Because the Internet has been around a lot longer than these agile principles, I argue that the real catalyst for the startups and technology disruptors we see nowadays was the widespread, affordable availability of cloud resources. The chance of deploying infrastructure on demand without long-term commitments, anywhere in the world, and with an option to scale it up and down on the fly decreased the cost of innovation dramatically.

Deploy or Die via SoftLayer Blog

And we would take it one more step and say that mobile and the app paradigm was the accelerator.  Everything prior, from the Internet, to API’s, to the cloud all helped lead us to this point, and now mobile is the Trojan horse that has infiltrated the corporate structure and upended the normal order of things.  Now the disruption is happening everywhere and it is all available and controlled from your smartphone and tablet.

Today’s buyers do a tremendous amount of their purchasing research long before they ever speak to a salesperson. As a result, it is critical for marketers to consider every potential interaction with a customer and how those impressions may be shared via social media. Ultimately, this age of the hyper-educated, constantly connected consumer requires that marketing and sales work more closely together than ever before.

Mick Hollison, CMO at

While the perspective here is on consumer, this new reality is coming into being in the B2B enterprise world as well.  It is therefore critical that sales reps are equipped with the right information for the right audience to the right time which requires a technology platform that support a more mobile and more complex sales environment.
Shifts in the dissemination of technology dollars are prompting perpetual turf battles. Technology budgets today are no longer solely the domain of the CIO. In many cases, the CMO controls the purse strings, as only about half (53%) of IT spending is accounted for in the CIO’s budget. And one-fifth (20%) of companies said that 20% or more of the company’s overall technology spending occurred in the marketing department.
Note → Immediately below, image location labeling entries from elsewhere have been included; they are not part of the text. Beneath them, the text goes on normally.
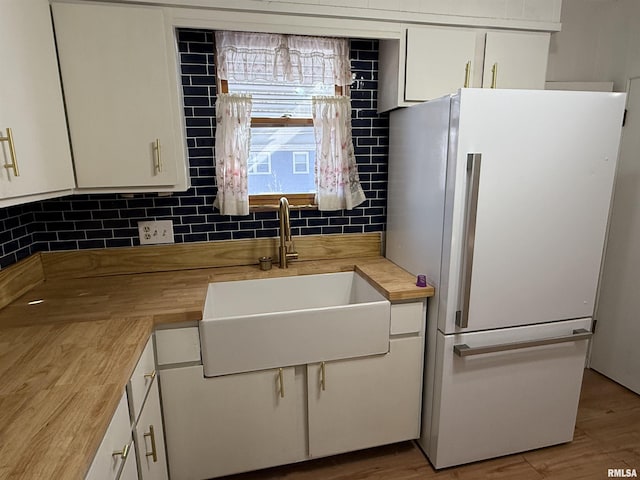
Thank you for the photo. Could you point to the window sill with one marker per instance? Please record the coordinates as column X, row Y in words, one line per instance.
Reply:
column 297, row 201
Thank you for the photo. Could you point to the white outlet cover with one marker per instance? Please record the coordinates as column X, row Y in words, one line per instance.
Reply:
column 155, row 231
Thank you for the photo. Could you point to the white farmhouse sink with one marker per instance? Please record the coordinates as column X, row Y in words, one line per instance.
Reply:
column 276, row 322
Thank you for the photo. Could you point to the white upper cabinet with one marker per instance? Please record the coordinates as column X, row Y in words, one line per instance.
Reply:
column 519, row 59
column 119, row 75
column 437, row 60
column 31, row 107
column 429, row 62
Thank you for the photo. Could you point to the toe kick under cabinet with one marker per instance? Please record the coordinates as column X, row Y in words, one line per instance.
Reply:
column 246, row 421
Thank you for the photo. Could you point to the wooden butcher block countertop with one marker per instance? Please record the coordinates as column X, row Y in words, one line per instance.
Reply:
column 64, row 361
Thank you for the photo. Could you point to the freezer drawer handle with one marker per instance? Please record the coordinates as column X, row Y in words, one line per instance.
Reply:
column 465, row 350
column 474, row 161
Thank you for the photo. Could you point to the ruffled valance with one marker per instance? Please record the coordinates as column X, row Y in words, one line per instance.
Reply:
column 251, row 57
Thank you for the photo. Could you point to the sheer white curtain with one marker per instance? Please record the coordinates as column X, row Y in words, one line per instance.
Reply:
column 249, row 57
column 254, row 57
column 233, row 137
column 337, row 181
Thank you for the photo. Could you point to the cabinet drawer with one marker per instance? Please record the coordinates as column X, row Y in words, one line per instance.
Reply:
column 105, row 464
column 407, row 318
column 178, row 345
column 141, row 380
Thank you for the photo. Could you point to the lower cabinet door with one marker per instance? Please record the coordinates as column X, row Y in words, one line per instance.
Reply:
column 232, row 423
column 129, row 470
column 360, row 403
column 115, row 446
column 152, row 459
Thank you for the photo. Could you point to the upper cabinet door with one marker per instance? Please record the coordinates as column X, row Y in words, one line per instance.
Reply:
column 120, row 81
column 438, row 61
column 516, row 60
column 31, row 106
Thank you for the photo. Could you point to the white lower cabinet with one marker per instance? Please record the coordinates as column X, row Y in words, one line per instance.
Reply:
column 232, row 423
column 136, row 426
column 129, row 471
column 364, row 402
column 236, row 423
column 149, row 438
column 115, row 446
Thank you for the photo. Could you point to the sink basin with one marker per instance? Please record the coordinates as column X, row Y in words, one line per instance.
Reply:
column 253, row 325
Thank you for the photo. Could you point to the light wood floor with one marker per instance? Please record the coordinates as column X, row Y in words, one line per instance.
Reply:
column 607, row 436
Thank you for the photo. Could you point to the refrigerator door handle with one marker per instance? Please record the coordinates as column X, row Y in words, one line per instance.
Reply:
column 474, row 161
column 464, row 350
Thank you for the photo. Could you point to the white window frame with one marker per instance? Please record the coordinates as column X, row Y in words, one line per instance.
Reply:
column 253, row 165
column 305, row 162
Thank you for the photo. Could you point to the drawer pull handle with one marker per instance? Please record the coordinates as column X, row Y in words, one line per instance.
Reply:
column 467, row 74
column 12, row 152
column 323, row 376
column 281, row 382
column 494, row 76
column 156, row 148
column 152, row 436
column 122, row 453
column 465, row 350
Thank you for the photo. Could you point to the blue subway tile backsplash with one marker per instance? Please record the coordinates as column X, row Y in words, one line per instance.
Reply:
column 110, row 220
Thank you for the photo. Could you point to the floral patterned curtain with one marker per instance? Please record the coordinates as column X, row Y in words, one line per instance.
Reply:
column 337, row 181
column 233, row 137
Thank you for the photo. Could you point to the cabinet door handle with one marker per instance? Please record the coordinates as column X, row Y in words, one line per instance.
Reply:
column 12, row 152
column 122, row 453
column 157, row 149
column 281, row 382
column 494, row 75
column 323, row 376
column 152, row 436
column 467, row 74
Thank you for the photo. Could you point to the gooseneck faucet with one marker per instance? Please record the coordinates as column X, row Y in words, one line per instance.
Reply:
column 287, row 251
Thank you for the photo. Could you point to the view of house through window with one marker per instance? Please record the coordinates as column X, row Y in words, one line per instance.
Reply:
column 282, row 154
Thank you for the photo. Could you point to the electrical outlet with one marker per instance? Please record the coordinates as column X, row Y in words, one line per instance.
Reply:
column 156, row 231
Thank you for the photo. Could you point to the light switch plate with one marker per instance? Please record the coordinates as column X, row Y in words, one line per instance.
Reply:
column 155, row 231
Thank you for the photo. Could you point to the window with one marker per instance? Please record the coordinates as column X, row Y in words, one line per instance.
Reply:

How to Unite the CIO and CMO via LinkedIn

The challenge that is being faced in the CIO-CMO relationship is that CMO’s need more control of and ownership of technology.  The reason is that the speed of change in markets, customers, and competitors requires faster responsiveness in order to remain competitive.  Yet the struggle is that all technology was under the domain of IT and the CIO historically.
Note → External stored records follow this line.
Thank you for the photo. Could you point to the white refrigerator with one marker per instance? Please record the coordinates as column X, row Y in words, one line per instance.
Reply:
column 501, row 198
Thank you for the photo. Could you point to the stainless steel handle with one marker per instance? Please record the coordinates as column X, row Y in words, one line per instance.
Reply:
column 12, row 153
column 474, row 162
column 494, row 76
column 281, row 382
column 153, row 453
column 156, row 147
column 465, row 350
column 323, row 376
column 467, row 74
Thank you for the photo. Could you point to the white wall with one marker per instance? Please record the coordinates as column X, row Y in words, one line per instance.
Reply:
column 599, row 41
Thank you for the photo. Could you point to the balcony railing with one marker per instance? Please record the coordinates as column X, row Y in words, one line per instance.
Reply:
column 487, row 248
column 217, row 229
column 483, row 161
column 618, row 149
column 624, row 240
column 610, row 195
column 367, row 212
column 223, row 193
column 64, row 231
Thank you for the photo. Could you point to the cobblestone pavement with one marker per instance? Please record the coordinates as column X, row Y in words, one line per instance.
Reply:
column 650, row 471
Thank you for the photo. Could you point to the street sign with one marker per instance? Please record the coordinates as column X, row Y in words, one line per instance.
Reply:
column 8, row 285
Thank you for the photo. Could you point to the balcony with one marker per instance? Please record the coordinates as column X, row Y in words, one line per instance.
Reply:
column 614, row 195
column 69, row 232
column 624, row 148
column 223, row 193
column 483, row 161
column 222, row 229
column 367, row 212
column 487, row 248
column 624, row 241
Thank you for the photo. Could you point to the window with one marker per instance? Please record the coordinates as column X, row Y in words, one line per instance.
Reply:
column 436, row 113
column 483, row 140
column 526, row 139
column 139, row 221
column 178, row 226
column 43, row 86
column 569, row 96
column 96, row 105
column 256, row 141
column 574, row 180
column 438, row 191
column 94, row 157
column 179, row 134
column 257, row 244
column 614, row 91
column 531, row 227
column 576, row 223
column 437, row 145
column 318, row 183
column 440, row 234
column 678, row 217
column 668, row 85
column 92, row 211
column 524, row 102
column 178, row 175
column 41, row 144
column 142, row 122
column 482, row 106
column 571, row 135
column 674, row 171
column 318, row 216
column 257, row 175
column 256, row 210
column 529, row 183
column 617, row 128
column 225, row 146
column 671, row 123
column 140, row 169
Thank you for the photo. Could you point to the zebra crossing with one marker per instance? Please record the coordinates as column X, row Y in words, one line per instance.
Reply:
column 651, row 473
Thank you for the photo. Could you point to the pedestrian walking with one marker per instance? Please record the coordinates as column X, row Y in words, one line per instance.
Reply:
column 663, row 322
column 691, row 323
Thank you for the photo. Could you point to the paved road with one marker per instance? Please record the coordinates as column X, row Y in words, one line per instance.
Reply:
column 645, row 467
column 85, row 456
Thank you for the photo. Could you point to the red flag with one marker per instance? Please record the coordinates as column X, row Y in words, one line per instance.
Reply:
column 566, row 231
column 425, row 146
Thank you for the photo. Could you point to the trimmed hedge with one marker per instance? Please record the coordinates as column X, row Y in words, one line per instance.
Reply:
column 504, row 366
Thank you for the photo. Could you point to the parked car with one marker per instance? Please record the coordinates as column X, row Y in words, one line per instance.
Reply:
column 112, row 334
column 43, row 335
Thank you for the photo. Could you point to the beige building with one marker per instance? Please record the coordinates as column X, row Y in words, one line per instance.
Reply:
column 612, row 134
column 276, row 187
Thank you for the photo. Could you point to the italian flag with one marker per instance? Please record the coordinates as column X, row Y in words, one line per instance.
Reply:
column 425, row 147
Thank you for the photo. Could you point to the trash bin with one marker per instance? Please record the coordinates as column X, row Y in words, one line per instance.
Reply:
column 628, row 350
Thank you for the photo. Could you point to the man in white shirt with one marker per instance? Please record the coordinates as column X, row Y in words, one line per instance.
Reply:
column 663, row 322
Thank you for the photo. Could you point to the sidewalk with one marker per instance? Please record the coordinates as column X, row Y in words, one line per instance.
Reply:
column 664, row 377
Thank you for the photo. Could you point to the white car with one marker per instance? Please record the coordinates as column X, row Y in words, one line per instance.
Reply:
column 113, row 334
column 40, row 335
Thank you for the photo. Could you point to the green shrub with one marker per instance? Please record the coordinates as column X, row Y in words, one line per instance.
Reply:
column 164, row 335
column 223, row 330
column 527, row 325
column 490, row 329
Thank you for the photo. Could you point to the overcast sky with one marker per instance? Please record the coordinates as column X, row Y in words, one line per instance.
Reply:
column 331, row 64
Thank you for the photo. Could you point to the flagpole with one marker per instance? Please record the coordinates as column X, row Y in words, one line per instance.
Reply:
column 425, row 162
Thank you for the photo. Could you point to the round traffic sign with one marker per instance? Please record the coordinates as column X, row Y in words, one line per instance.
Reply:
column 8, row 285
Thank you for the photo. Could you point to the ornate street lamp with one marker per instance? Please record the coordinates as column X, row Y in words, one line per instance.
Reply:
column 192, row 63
In the new architecture of IT, technology itself is morphing into two domains; core infrastructure and functional applications.  Under infrastructure, IT is managing data integrity, integration, security, availability, scalability, and reliability.  In the functional architecture, business lines and functions control the business side of technology platforms and tools in a way that does not impact the infrastructure, but gives the business greater flexibility to create and configure and modify their applications to fit their needs in a way that is faster and easier to maintain.